Inside the optimization of FP8 training on Ironwood

Authors: @Amanda_Liang @Parmita_Mehta

Amongst many other innovations, Google’s Ironwood chips are our first TPUs to support 8-bit floating point (FP8) precision, helping to accelerate AI training and inference by reducing memory usage and doubling throughput compared to 16-bit formats (FP16/BF16). Importantly, this lets you improve the throughput while maintaining model quality in a way that is statistically similar to using higher-precision BF16 baselines.

Central to this capability is Ironwood’s native integration of FP8 formats directly within its Matrix Multiply Units (MXUs). Unlike rigid integer quantization, this architecture allows the silicon to process specialized numerical representations tailored for specific deep learning tasks. This flexibility enables the system to prioritize precision for weights and activations while allocating wider dynamic range for gradients, effectively unlocking aggressive quantization techniques such as coarse scaling and deterministic rounding that are typically infeasible with integer-only math.

We implemented many capabilities and optimizations into Ironwood to enable FP8 for your workloads. Some include:

  • Production-ready recipes, such as those used for DeepSeek v3, demonstrate how to achieve highly efficient training on the new Ironwood architecture, so you can optimize performance.

  • Specialized FP8 formats like E4M3FN for forward passes, and E5M2 for backward passes, which preserve dynamic range and ensure numerical stability without compromising accuracy.

  • Advanced tuning capabilities, such as activation host offloading and SparseCore communication offloading, keep TensorCores fed and hide system collectives, mitigating system bottlenecks.

You can begin using these optimizations immediately with MaxText and the JAX ecosystem. Our FP8 training recipe is implemented through Qwix and can be enabled by specifying specific flags in the MaxText configuration — details below. You can consult the Qwix user guide for custom guidance on quantizing your specific models.

Below is a deep dive into the journey we took and technical decisions we made to build this stack. After reading this blog, you will have techniques to effectively train your models with FP8 on Ironwood.

The journey from INT4/8 To FP8

To implement the first FP8 recipe on TPUs, we developed new scaling and quantization strategies specifically for Ironwood, rather than relying on established GPU or integer-based TPU workflows. These strategies are available for you to use as well.

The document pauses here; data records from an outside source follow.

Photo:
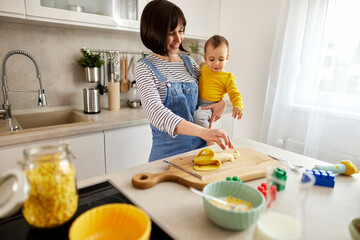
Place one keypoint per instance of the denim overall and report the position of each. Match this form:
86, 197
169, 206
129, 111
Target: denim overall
181, 98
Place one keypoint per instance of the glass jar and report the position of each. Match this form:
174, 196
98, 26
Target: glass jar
53, 198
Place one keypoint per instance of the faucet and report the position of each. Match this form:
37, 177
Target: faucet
6, 111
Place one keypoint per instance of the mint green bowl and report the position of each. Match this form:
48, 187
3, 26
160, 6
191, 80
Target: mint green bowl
229, 219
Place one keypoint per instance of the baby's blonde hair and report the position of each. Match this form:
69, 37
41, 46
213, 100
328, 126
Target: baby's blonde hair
216, 41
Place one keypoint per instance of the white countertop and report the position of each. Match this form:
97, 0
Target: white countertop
105, 120
179, 212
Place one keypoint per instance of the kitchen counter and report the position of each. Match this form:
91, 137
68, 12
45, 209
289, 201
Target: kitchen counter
105, 120
179, 212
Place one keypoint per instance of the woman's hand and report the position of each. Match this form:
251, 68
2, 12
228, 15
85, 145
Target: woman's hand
217, 136
217, 111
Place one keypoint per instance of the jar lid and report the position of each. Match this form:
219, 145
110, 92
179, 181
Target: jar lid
14, 191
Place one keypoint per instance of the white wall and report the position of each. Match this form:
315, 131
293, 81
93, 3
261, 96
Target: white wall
250, 26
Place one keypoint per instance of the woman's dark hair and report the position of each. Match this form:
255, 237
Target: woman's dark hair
216, 41
158, 19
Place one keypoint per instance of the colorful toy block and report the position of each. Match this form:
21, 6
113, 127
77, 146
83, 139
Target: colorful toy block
279, 178
322, 178
235, 179
263, 189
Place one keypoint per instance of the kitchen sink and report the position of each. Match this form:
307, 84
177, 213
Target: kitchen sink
49, 119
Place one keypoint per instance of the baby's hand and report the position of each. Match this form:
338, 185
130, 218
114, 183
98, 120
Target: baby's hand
237, 113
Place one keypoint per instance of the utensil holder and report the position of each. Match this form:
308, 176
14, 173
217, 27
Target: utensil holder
92, 75
91, 100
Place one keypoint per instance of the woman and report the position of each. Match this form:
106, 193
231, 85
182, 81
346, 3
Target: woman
167, 84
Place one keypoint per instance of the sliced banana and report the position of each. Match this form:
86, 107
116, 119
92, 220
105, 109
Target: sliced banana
208, 160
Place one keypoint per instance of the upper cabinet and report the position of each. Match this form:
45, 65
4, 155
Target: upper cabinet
111, 14
202, 17
12, 8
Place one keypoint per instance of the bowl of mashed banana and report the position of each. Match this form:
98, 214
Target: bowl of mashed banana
245, 204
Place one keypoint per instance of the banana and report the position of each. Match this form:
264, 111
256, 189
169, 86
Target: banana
205, 157
225, 156
210, 167
208, 160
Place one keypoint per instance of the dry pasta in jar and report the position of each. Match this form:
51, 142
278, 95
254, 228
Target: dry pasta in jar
53, 198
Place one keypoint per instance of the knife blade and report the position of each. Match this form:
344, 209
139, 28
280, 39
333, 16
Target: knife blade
184, 170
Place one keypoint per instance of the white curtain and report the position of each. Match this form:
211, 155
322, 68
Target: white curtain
313, 97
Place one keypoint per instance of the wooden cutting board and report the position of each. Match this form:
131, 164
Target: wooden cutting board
249, 166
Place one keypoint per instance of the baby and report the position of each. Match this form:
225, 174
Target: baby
215, 82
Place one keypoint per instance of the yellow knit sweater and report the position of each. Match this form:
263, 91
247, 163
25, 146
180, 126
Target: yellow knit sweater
214, 85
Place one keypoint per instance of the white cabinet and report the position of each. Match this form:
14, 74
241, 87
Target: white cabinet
88, 150
202, 17
12, 8
112, 14
127, 147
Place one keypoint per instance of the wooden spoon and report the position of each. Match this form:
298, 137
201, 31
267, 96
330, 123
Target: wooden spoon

We also optimized several state-of-the-art models for this architecture, which are available as production-ready recipes. Our goal was to improve the throughput using Ironwood’s FP8 capabilities while maintaining quality neutral to BF16 baselines. Using DeepSeek v3 as a case study, below we demonstrate a production-ready methodology for FP8 training on Ironwood.

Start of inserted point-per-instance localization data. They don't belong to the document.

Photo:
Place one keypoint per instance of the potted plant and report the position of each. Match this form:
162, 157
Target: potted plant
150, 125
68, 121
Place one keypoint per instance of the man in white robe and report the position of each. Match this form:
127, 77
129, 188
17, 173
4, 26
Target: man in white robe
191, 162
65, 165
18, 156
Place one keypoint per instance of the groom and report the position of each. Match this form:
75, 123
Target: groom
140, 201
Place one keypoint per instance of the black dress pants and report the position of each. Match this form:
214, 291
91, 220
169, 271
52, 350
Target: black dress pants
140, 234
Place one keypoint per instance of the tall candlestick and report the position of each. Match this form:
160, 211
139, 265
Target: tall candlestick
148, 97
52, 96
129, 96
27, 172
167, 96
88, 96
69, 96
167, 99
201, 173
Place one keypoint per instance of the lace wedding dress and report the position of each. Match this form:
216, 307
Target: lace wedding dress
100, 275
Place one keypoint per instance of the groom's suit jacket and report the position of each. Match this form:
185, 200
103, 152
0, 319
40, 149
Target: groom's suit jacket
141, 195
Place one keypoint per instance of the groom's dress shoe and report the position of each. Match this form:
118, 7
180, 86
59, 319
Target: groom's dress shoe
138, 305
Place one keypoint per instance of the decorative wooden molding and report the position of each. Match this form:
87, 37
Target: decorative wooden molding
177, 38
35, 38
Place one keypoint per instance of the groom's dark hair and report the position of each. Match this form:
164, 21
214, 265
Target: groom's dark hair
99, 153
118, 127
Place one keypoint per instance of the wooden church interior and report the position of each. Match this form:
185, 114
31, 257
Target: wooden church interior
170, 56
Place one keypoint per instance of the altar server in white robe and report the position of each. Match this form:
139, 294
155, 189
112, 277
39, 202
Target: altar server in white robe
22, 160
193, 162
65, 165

A case study on DeepSeek v3 training

We explored and developed a customized FP8 recipe for DeepSeek v3. You can repurpose the learnings from this case study when developing your own FP8 models for Ironwood.

1. Defining the quantization scope

For Sparse Mixture-of-Experts (MoE) architectures, profiling consistently reveals that the highest quantization impact lies in the MLP and attention projections, where matrix multiplication dominates the runtime. To improve the efficiency in these bandwidth-heavy models, it is also critical to quantize Megablox kernel weight all-gathers, reducing significant communication and quantization overhead.

We also explored quantizing splash attention kernels, but quickly discovered that this approach led to significant quality degradation, even when applying the most conservative FP8 recipes. Furthermore, the performance goals could not be met because the kernels were heavily constrained by the Vector Processing Unit (VPU), which handles complex element-wise operations, rather than the MXU where FP8 provides its acceleration. As a result, converting the matrix operations to FP8 yielded no meaningful latency reduction, as the VPU bottleneck remained the dominant limiting factor.

2. DeepSeek FP8 training recipe

The final recipe for DeepSeek V3 training on Ironwood achieves the best of both quality and performance:

  • Rounding method: Round to Nearest Even (RNE). We chose this deterministic approach over stochastic rounding to ensure reproducibility and eliminate training noise.

  • Precision formats:

    • Activations & weights: E4M3FN (to maximize precision in the forward pass)

    • Gradients: E5M2 (to capture the high dynamic range of the backward pass)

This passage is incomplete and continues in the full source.